Die vom Offenbacher Pädagogen-Team gemachten Erfahrungen decken sich laut Jörg Muthorst mit der Feststellung der IGLU-Studie, wonach es Kindern, die sich zu Hause kaum oder nie auf Deutsch unterhielten, schwerer fällt, sich die Sprache insbesondere auch durch Lesen anzueignen, als Kindern, die in ihrem familiären Umfeld regelmäßig Deutsch sprechen. Dies führe nicht nur zu Defiziten beim allgemeinen Sprachverständnis und der Grammatik, sondern auch beim Wortschatz. „Gerade deshalb sind wir froh, in diesem Sommer wieder zurück auf der Wegscheide zu sein.“

Der Deutschsommer ist ein 2010 von der Stiftung Polytechnische Gesellschaft Frankfurt übernommenes Modellprojekt, das die Stadt Offenbach im Laufe der Jahre ihren lokalen Gegebenheiten angepasst und behutsam zu einem insgesamt halbjährigen Sprachförderprogramm weiterentwickelt hat.

Dazu zählen nach den dreiwöchigen „Ferien, die schlau machen“ in Bad Orb die „Deutschsommer-Detektive“, die nach den Sommerferien zweimal nachmittags unterrichtsbegleitend in Offenbach „der Sprache auf der Spur“ bleiben.
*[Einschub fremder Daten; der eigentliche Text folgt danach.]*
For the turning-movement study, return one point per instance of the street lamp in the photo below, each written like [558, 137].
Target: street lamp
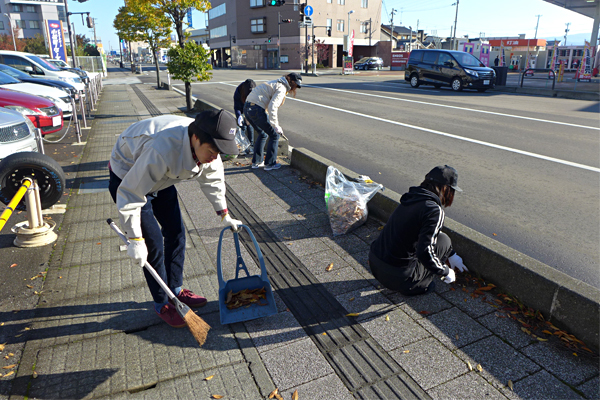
[12, 32]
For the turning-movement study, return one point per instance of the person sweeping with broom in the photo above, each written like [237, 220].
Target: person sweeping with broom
[148, 159]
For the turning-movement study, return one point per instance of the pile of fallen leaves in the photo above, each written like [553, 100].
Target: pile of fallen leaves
[245, 298]
[532, 321]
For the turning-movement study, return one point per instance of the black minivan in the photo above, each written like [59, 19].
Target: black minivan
[456, 69]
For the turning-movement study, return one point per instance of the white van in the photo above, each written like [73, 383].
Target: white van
[38, 67]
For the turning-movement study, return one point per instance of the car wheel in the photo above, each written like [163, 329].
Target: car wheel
[414, 80]
[48, 173]
[457, 84]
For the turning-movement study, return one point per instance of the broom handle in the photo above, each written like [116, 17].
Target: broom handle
[152, 271]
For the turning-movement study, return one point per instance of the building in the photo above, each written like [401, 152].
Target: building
[29, 16]
[252, 34]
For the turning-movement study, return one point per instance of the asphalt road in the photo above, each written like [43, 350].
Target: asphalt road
[528, 165]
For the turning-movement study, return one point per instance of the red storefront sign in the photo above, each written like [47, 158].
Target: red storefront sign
[399, 59]
[519, 42]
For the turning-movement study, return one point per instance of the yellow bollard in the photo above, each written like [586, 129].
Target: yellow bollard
[14, 202]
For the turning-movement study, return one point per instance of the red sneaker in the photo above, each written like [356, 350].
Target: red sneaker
[190, 299]
[169, 314]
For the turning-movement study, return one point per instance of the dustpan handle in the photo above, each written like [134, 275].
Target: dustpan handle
[261, 260]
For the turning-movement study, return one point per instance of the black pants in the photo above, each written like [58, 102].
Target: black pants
[414, 278]
[165, 242]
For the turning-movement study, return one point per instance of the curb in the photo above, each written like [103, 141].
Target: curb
[567, 302]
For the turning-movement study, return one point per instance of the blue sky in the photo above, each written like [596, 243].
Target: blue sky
[494, 18]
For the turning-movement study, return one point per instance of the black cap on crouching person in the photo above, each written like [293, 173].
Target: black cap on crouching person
[295, 77]
[220, 126]
[445, 175]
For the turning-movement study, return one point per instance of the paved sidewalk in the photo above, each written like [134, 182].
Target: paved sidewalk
[94, 334]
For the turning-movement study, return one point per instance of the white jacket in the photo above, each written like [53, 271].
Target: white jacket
[154, 154]
[270, 96]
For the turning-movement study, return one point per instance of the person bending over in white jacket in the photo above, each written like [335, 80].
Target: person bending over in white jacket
[267, 98]
[148, 159]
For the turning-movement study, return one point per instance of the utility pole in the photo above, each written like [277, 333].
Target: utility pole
[455, 21]
[392, 30]
[536, 25]
[71, 35]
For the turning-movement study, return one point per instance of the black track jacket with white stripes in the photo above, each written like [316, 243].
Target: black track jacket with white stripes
[411, 232]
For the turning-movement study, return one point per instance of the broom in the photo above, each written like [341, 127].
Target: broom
[198, 327]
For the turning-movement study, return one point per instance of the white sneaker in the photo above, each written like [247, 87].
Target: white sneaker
[272, 167]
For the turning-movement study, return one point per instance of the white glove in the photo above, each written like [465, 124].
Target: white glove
[233, 223]
[451, 277]
[456, 262]
[138, 251]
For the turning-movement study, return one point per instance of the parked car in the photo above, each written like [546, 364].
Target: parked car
[57, 96]
[36, 66]
[369, 63]
[44, 114]
[456, 69]
[17, 133]
[23, 77]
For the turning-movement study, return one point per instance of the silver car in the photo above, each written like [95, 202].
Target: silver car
[17, 133]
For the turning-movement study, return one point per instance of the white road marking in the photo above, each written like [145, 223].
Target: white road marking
[456, 108]
[492, 145]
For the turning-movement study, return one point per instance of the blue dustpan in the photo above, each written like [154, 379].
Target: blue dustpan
[254, 310]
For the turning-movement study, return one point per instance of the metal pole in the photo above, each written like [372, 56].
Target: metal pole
[455, 20]
[71, 34]
[76, 120]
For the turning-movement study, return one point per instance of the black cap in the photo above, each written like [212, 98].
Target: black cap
[295, 77]
[445, 175]
[221, 126]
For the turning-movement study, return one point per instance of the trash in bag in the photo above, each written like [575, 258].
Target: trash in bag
[241, 140]
[347, 201]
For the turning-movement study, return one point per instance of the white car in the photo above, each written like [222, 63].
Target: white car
[57, 96]
[16, 133]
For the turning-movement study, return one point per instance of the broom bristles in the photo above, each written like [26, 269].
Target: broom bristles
[197, 326]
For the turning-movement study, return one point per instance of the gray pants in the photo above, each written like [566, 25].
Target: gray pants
[413, 278]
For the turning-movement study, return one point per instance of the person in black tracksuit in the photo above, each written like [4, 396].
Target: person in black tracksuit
[411, 249]
[239, 99]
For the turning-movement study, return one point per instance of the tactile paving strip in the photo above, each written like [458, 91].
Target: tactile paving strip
[364, 367]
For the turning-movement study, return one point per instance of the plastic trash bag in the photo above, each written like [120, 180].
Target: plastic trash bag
[241, 140]
[347, 201]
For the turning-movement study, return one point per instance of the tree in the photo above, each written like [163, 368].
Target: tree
[189, 63]
[176, 10]
[144, 23]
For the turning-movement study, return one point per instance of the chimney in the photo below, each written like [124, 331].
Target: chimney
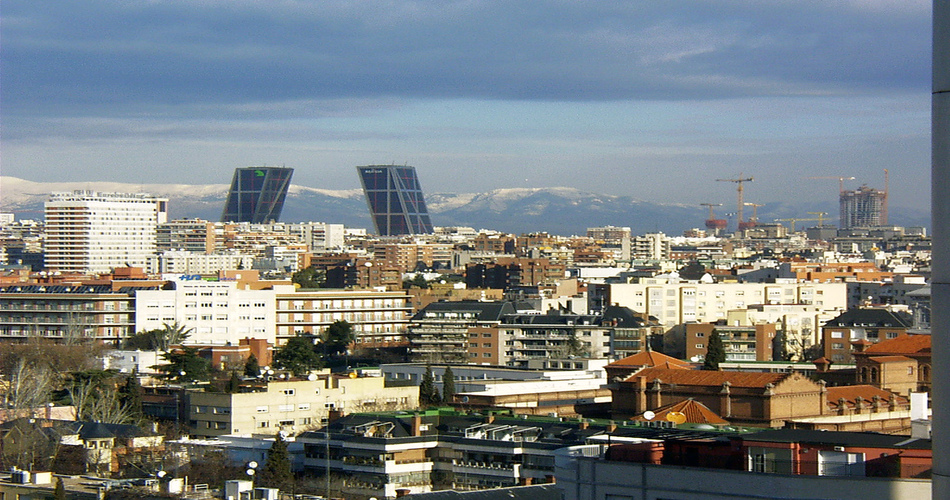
[416, 424]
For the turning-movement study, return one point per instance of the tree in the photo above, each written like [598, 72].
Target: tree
[159, 339]
[184, 365]
[715, 352]
[428, 395]
[338, 337]
[276, 472]
[60, 492]
[130, 395]
[298, 356]
[448, 385]
[252, 368]
[234, 383]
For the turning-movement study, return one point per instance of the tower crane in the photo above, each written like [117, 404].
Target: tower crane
[738, 182]
[821, 217]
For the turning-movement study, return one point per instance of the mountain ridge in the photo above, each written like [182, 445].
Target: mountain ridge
[556, 210]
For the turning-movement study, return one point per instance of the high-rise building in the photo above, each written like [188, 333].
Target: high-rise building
[257, 194]
[395, 200]
[863, 207]
[90, 232]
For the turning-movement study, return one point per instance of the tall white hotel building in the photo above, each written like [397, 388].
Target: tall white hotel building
[91, 232]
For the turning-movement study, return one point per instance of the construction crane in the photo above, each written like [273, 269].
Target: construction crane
[821, 217]
[738, 182]
[752, 220]
[712, 222]
[840, 180]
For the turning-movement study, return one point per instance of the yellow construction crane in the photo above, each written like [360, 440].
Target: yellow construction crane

Dabei verbessern sie nicht nur ihre grammatikalischen Deutschkenntnisse, sondern auch ihren Wortschatz und ihr Ausdrucksvermögen. Für die Sprachdetektive können die Grundschulen auch noch Kinder nachmelden, die im Sommer nicht dabei sein konnten.

Abschließend erhalten alle Deutschsommer-Kinder die Möglichkeit, abschließend bei einem einwöchigen „Endspurt“ während der Weihnachtsferien in Bad Orb das Erlernte weiter zu vertiefen.

Finanziert wird das Sprachförderprogramm je zur Hälfte durch die Stadt Offenbach als Trägerin und durch die Frankfurter Erhard-Kunert-Stiftung. Unterstützt wird der Deutschsommer durch die Offenbacher Kinder- und Jugendbibliothek, die den Kindern zur Lektüre in ihrer Freizeit auf der Wegscheide mehrere Bücherkisten zur Verfügung stellt, und durch das Klingspor-Museum, das den Kindern in einem Workshop das Thema Schrift und Buch näherbringt.

Weitere Unterstützung erfährt der Deutschsommer vom städtischen Bildungsbüro, das Mütter und Väter bei einem zweiten Elternabend etwa zur Mitte der Projektlaufzeit berät, was sie selbst für ihre auch sprachliche Weiterbildung tun können sowie vom Familienzentrum Zion der Evangelischen Familienbildung Offenbach, das seine Räumlichkeiten für die Treffen der „Deutschsommer-Detektive“ und für Vorbereitungsseminare des Pädagogen-Teams zur Verfügung stellt.         

In den Ferien die Deutschkenntnisse verbessern und Spaß dabei haben: Sprachunterricht während des Deutschsommers im Schullandheim Wegscheide.